• Schmallenberg virus: a systematic international literature review (2011-2019) from an Irish perspective

      Collins, Áine B; Doherty, Michael L; Barrett, Damien J; Mee, John F; Teagasc Walsh Fellowship Programme (Biomed Central, 2019-10-09)
      In Autumn 2011, nonspecific clinical signs of pyrexia, diarrhoea, and drop in milk yield were observed in dairy cattle near the German town of Schmallenberg at the Dutch/German border. Targeted veterinary diagnostic investigations for classical endemic and emerging viruses could not identify a causal agent. Blood samples were collected from animals with clinical signs and subjected to metagenomic analysis; a novel orthobunyavirus was identified and named Schmallenberg virus (SBV). In late 2011/early 2012, an epidemic of abortions and congenital malformations in calves, lambs and goat kids, characterised by arthrogryposis and hydranencephaly were reported in continental Europe. Subsequently, SBV RNA was confirmed in both aborted and congenitally malformed foetuses and also in Culicoides species biting midges. It soon became evident that SBV was an arthropod-borne teratogenic virus affecting domestic ruminants. SBV rapidly achieved a pan-European distribution with most countries confirming SBV infection within a year or two of the initial emergence. The first Irish case of SBV was confirmed in the south of the country in late 2012 in a bovine foetus. Since SBV was first identified in 2011, a considerable body of scientific research has been conducted internationally describing this novel emerging virus. The aim of this systematic review is to provide a comprehensive synopsis of the most up-to-date scientific literature regarding the origin of SBV and the spread of the Schmallenberg epidemic, in addition to describing the species affected, clinical signs, pathogenesis, transmission, risk factors, impact, diagnostics, surveillance methods and control measures.
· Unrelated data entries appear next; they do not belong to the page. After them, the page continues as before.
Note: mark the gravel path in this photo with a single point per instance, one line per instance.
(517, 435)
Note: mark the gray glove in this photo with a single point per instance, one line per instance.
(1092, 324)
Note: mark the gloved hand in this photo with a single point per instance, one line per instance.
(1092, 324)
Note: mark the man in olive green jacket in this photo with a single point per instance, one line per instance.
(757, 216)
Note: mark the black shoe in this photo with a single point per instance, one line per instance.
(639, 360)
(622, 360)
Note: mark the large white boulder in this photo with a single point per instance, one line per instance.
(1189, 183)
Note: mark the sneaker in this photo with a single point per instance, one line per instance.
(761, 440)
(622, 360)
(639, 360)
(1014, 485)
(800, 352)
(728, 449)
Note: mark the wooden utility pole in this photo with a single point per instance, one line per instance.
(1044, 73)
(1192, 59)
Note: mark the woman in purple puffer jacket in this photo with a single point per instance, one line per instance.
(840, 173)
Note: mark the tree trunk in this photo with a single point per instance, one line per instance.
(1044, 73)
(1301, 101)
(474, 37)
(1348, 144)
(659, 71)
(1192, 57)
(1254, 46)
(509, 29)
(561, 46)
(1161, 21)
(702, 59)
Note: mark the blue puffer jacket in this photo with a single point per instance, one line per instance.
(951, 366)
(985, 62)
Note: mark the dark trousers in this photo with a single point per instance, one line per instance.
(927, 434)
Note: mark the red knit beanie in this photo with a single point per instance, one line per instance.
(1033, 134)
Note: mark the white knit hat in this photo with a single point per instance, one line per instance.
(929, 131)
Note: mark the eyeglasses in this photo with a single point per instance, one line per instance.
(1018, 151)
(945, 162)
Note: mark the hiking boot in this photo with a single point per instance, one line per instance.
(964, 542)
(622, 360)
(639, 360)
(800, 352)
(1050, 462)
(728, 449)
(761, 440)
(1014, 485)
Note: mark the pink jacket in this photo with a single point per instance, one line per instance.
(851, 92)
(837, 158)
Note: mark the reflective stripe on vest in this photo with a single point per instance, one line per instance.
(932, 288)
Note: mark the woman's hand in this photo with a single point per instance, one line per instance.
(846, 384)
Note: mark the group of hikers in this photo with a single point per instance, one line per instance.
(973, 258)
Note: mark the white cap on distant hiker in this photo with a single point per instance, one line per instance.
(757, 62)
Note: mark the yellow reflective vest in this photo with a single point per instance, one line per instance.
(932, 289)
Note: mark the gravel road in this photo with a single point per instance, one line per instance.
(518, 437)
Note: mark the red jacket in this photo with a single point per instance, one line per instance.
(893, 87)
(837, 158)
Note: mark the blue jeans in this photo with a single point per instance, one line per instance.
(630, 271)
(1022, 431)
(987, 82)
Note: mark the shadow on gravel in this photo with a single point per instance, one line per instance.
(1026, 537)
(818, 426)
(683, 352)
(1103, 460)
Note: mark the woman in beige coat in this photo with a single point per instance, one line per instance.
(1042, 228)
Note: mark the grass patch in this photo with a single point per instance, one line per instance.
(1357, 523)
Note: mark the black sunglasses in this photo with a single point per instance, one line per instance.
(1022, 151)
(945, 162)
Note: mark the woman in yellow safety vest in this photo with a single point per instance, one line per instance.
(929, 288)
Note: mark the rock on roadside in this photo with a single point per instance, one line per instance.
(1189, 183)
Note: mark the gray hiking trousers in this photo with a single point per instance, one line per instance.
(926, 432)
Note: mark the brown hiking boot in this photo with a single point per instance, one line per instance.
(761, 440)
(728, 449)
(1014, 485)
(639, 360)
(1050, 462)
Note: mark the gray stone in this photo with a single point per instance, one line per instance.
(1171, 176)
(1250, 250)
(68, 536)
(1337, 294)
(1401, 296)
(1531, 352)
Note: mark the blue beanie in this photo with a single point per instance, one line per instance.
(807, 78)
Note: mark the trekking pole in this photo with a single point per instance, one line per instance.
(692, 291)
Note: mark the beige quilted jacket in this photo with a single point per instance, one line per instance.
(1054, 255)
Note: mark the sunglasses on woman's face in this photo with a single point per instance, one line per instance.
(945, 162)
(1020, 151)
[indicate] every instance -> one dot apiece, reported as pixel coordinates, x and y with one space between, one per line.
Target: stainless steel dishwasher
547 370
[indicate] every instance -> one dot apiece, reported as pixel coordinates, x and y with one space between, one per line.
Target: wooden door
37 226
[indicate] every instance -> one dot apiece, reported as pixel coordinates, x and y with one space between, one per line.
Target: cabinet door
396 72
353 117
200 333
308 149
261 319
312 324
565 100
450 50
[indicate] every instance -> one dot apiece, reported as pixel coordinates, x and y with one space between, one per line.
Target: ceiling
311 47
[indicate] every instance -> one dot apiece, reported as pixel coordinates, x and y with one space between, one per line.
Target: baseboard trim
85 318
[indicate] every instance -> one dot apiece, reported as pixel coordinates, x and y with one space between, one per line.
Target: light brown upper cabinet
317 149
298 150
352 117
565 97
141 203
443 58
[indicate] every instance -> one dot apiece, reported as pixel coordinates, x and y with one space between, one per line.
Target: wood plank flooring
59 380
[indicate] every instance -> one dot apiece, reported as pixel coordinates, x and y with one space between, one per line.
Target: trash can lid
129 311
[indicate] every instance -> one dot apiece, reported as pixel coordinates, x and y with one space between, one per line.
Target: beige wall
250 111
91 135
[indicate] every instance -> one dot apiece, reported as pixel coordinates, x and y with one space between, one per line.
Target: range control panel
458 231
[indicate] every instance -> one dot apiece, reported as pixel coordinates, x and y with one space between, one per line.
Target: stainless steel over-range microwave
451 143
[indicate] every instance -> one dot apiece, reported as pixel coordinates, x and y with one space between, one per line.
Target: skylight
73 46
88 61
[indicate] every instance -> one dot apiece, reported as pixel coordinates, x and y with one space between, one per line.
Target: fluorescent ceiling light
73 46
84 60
This review also highlights current knowledge gaps in the scientific literature regarding SBV, most notably the requirement for further research to determine if, and to what extent, SBV circulation occurred in Europe and internationally during 2017 and 2018. Moreover, recommendations are also made regarding future arbovirus surveillance in Europe, specifically the establishment of a European-wide sentinel herd surveillance program, which incorporates bovine serology and Culicoides entomology and virology studies, at national and international level to monitor for the emergence and re-emergence of arboviruses such as SBV, bluetongue virus and other novel Culicoides-borne arboviruses.